Endoscopic images showing: a the duodenoscope being introduced through the lumen-apposing metal stent (LAMS); b migration of the LAMS into the peritoneal cavity; c an unsuccessful attempt to reposition the proximal flange of the LAMS into the jejunum; d an unsuccessful attempt to bridge the excluded stomach and the alimentary jejunal limb with a covered enteral stent; e intraperitoneal endoscopic closure of the perforation in the excluded antrum using an endoscopic suturing system and one clip; f removal of the enteral stent and the LAMS; g closure of the jejunal perforation with the endoscopic suturing system and clips; h fluoroscopic image during contrast enterography confirming complete sealing of the jejunal perforation.
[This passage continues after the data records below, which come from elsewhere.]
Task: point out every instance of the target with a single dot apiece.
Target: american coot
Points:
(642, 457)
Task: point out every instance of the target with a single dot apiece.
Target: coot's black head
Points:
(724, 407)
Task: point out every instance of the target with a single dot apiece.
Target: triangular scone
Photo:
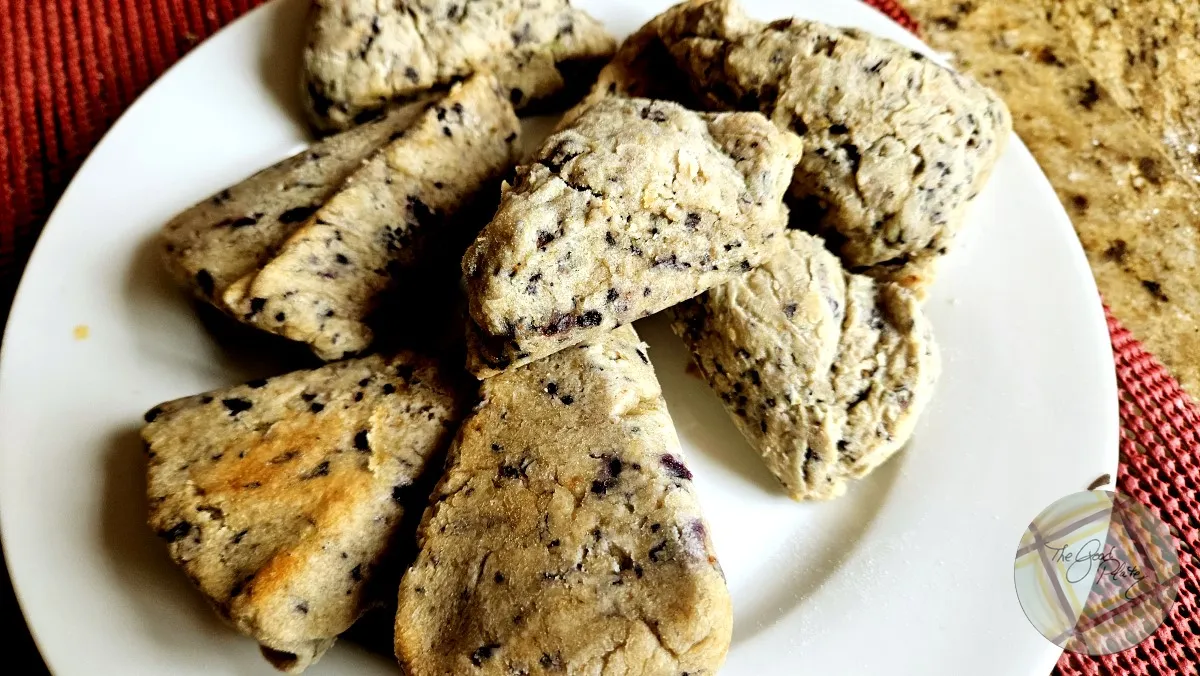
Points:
(895, 145)
(280, 497)
(641, 69)
(363, 53)
(409, 197)
(825, 372)
(216, 241)
(634, 207)
(565, 536)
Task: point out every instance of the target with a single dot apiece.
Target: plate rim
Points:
(19, 298)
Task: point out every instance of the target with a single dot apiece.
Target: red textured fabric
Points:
(70, 67)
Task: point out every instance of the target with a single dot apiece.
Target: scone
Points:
(565, 536)
(280, 498)
(641, 69)
(215, 243)
(825, 372)
(634, 207)
(389, 216)
(364, 53)
(895, 145)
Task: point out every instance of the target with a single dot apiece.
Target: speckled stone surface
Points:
(1135, 214)
(1147, 57)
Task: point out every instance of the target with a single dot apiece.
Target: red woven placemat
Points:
(70, 67)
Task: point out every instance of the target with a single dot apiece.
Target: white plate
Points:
(910, 573)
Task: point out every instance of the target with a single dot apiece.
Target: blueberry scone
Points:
(641, 69)
(825, 372)
(324, 281)
(364, 53)
(216, 241)
(895, 145)
(631, 208)
(565, 536)
(280, 497)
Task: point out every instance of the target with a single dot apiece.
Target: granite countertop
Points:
(1104, 94)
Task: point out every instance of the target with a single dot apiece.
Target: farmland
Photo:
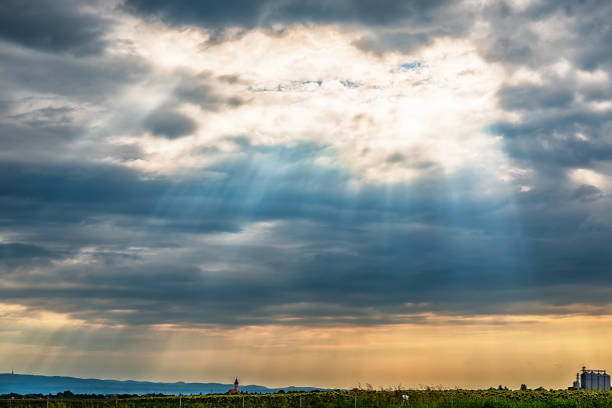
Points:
(341, 399)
Iatrogenic perforation resulting from a lumen-apposing metal stent that had migrated intraperitoneally during endoscopic ultrasound-directed transgastric endoscopic retrograde cholangiopancreatography is managed with a novel dedicated endoscopic suturing device.Video 1
The patient was put on antibiotics and was able to start oral feeding the day after the procedure. Other than moderate abdominal pain for the first 2 days after the procedure and a transient elevation of the inflammatory markers, her further clinical course was uneventful. After repeat MDT discussion, she was scheduled for a laparoscopy-assisted ERCP, during which her biliary disease was treated successfully.
This case illustrates the usefulness of endoscopic suturing devices as minimally invasive alternatives to surgery for management of large iatrogenic perforations.